Post Script is not just a file format. In fact, it is not a file format at all, it is a full-fledged programming language in every sense of the word; Don Lancaster has long been one of its most outspoken advocates.
EPS (Encapsulated Post Script) is a file format, sort of, but basically it is just a simple wrapper around Post Script programs that annotates simple things such as page boundaries.
Post Script the language was the basis of the Network Extensible Window System and Display Postscript.
Post Script is an explicit postfix-operator stack language, as is Forth Language, but they are otherwise unrelated
A while back I saw an example in a UK computer magazine of a Mandelbrot Set generator that was written in Post Script. You'd download it into the printer, and when it wasn't printing, it would generate the Mandelbrot fractal. Results could be retrieved via a bidirectional parallel cable.
A friend of mine was fond of doing this in the late 1980s. Adobe hired him, and eventually a large percentage of their in-house printers were running Mandelbrot (and later Pentaminoe-solvers) in their spare time.

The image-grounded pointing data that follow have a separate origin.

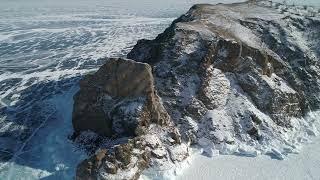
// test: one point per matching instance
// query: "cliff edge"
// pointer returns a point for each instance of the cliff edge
(230, 78)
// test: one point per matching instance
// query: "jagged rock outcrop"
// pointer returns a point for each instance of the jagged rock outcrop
(235, 78)
(119, 99)
(120, 102)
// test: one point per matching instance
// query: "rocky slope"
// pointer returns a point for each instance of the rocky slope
(233, 79)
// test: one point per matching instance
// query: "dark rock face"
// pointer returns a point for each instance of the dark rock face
(235, 78)
(119, 99)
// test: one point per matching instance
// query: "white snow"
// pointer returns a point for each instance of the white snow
(305, 165)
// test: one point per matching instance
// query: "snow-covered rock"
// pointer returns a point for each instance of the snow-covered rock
(234, 79)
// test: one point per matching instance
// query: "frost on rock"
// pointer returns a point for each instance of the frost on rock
(227, 78)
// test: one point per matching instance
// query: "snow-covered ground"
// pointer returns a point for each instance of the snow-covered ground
(46, 46)
(305, 165)
(302, 164)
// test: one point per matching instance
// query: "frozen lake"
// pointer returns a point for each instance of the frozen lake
(45, 47)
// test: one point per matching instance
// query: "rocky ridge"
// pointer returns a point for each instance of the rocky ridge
(233, 79)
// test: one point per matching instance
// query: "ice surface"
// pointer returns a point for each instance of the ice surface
(45, 47)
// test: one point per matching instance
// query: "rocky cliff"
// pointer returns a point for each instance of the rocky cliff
(232, 79)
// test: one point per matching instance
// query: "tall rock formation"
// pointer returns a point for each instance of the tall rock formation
(236, 78)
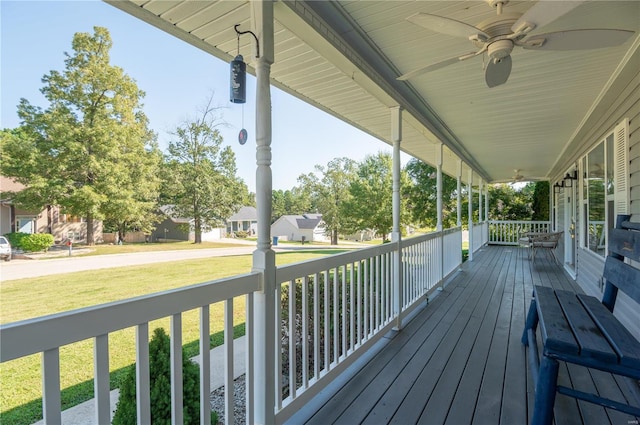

Post Script is cool. I learned it from the books and used it to write a guitar tablature typesetter in PS some years back (www.ibiblio.org ). It was written in PS to be Write Once Run Anywhere because at the time, at least with the university-based 'net community, you were more likely to have access to Ghost Script or a PS printer than any particular computer platform. Output is fairly poor by todays standards but someone wrote to me from NZ to say it had been used to typeset a book of banjo music...since it was written from the start to support any number of strings. After that, generating the EPS diagrams for my thesis was easy! -- Brian Ewins
See the newsgroup faq, www.faqs.org
Ghost Script is a free implementation of Post Script.